A prova de que a SEGA não acertou da primeira vez foi que eles tentaram uma segunda vez, então pegaram o conceito do Mega Jet e colocaram uma tela nele para, sim, transformar o Mega Drive em um notebook de verdade. Manteve a segunda porta para um gamepad extra, conector de vídeo para projetar a imagem na televisão, conector de alimentação e um compartimento extra para colocar as baterias que, diga-se de passagem, bebiam (literalmente). Nunca chegou à Espanha e muitos usuários perderam porque a ideia não era ruim. Uma revisão capaz de consumir menos bateria teria sido extraordinária, mas isso nunca aconteceu porque a SEGA em 1995 já estava envolvida na batalha contra a Sony pelo PSX. E também sabemos como Saturno acabou.
CDi Philips

Embora a Philips estivesse presente na origem do mercado de consoles domésticos no final dos anos 70 com seu Magnavox Odyssey (nos EUA) e Philips Videopac, demorou quase uma década até voltou à carga em pleno andamento do formato CD. Os holandeses chegaram a pensar que com uma consola multimédia, capaz de reproduzir filmes e lançar aplicações, iriam transformar a nossa televisão num dispositivo inteligente, e não conseguiram.
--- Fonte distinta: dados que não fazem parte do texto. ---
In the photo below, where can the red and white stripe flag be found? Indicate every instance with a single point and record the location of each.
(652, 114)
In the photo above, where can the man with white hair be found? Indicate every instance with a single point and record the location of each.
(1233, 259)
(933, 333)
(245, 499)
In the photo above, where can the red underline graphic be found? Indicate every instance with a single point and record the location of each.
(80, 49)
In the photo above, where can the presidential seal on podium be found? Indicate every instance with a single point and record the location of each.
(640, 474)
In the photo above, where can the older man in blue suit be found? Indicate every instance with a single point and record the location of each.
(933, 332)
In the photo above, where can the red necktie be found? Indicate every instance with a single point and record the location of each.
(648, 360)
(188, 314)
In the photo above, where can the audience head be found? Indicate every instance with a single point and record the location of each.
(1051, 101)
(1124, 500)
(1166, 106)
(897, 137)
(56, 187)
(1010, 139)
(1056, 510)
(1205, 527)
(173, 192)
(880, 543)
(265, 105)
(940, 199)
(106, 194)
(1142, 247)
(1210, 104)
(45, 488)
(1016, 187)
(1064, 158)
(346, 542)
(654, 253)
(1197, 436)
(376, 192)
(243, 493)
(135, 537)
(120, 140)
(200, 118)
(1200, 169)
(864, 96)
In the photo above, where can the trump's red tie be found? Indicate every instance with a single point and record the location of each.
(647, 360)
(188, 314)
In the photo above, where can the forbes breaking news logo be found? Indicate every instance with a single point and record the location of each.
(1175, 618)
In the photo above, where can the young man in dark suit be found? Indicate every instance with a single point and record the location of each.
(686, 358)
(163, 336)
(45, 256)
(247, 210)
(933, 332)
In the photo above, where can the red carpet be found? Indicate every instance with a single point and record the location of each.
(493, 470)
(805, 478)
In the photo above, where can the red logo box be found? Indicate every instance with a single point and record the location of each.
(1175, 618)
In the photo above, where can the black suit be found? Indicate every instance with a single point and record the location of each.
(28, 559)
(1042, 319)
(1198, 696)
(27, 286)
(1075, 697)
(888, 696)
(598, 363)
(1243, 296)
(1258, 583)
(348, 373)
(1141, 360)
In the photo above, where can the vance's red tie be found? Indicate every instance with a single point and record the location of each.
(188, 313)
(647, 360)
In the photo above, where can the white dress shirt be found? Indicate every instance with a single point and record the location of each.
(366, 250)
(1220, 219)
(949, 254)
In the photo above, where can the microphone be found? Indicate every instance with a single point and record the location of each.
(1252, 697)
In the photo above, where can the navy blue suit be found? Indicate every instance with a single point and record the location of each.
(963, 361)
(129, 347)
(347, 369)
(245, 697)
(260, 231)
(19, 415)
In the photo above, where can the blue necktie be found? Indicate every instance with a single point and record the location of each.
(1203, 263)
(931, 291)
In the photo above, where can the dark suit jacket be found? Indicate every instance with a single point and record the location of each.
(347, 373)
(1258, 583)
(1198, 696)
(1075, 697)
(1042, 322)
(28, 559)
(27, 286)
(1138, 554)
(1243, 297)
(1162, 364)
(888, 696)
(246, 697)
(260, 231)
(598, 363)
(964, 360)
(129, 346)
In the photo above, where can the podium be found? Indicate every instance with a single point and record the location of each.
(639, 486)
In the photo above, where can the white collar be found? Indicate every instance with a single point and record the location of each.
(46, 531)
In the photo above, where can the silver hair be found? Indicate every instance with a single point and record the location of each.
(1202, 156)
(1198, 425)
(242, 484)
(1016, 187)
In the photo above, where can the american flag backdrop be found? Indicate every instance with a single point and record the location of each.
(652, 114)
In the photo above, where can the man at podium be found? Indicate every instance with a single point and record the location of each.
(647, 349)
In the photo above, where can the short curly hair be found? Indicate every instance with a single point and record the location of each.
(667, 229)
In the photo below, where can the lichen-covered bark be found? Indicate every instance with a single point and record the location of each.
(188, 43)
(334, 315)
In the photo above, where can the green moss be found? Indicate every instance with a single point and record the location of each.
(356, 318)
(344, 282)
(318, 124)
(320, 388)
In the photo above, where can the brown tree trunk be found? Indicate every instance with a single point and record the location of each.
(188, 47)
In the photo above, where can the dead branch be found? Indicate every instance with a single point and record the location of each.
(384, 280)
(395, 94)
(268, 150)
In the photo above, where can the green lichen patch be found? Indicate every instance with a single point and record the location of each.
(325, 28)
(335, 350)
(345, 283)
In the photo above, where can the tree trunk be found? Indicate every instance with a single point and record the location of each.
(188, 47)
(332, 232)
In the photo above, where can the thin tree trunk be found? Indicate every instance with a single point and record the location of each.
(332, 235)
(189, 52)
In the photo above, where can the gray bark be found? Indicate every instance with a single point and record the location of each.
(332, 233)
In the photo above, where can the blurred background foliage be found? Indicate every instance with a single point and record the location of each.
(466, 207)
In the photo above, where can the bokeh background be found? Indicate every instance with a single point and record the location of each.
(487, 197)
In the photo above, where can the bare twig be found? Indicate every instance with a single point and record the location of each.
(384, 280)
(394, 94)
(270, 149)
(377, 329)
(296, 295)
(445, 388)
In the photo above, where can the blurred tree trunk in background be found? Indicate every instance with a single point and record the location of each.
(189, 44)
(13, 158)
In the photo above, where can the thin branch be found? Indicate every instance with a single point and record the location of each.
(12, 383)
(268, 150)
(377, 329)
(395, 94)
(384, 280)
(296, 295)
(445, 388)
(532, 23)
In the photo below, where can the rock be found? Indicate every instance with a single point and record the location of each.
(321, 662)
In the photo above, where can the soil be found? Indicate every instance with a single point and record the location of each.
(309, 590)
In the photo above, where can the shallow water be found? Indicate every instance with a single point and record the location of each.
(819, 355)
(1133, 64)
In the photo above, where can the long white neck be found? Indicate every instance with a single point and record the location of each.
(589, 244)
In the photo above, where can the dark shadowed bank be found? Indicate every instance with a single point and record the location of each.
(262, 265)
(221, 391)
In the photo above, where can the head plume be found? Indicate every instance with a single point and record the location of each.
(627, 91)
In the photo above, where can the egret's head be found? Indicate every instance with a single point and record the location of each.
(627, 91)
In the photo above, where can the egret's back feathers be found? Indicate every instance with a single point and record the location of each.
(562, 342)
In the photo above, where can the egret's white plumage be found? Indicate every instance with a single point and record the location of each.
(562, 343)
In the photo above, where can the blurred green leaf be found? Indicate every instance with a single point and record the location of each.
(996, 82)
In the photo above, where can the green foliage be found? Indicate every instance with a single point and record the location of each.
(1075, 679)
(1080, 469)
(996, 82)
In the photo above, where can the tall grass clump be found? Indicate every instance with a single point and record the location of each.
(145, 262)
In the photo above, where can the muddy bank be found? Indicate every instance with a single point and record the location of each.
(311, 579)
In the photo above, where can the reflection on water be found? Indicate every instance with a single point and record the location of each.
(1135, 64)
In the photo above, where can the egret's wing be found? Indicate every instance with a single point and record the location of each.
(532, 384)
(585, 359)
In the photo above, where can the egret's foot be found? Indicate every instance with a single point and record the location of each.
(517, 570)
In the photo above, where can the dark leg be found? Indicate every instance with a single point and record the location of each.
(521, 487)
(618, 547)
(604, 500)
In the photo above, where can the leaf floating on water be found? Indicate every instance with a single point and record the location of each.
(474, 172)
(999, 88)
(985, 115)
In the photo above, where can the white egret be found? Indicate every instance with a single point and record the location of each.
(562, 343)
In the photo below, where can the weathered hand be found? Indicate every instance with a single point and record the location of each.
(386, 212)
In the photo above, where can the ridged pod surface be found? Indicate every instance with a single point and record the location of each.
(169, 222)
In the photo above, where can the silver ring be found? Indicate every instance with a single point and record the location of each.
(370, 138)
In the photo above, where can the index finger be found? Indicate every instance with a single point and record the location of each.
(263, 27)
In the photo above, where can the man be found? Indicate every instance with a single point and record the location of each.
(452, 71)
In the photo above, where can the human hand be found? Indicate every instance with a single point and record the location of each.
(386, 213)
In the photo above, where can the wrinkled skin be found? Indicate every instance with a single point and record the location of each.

Na parte do videogame, assistimos a ultrajes gloriosos como o Zelda de Hacendado (três cada pior) ou aquele Mario com aparência de rabisco de menino. Vários modelos foram lançados, em diferentes faixas de preço com um denominador comum: pareciam players de vídeo vintage dos anos 80 e ainda estavam no início de um mercado que só se concretizou realmente nos últimos dez anos.
Atari Lynx

Muitos especialistas colocam o Atari Lynx como um dos consoles mais estranhos já lançados e pode até ser, mas apenas pelo design, que Era muito volumoso para o que a competição estava vestindo. Especialmente o Game Boy, e o Game Gear, eram mais compactos, mais plásticos ao contrário de um Lynx com um acabamento muito bom. Não era muito popular, mas a nível de jogos, tem uma boa colecção de pequenas preciosidades graças ao seu enorme poder gráfico, que deixou os jogos portáteis da SEGA e da Nintendo na sua infância. Mesmo assim, eles colocaram o rótulo de raridade dos videogames nele e, com muito respeito, não temos escolha a não ser discordar um pouco.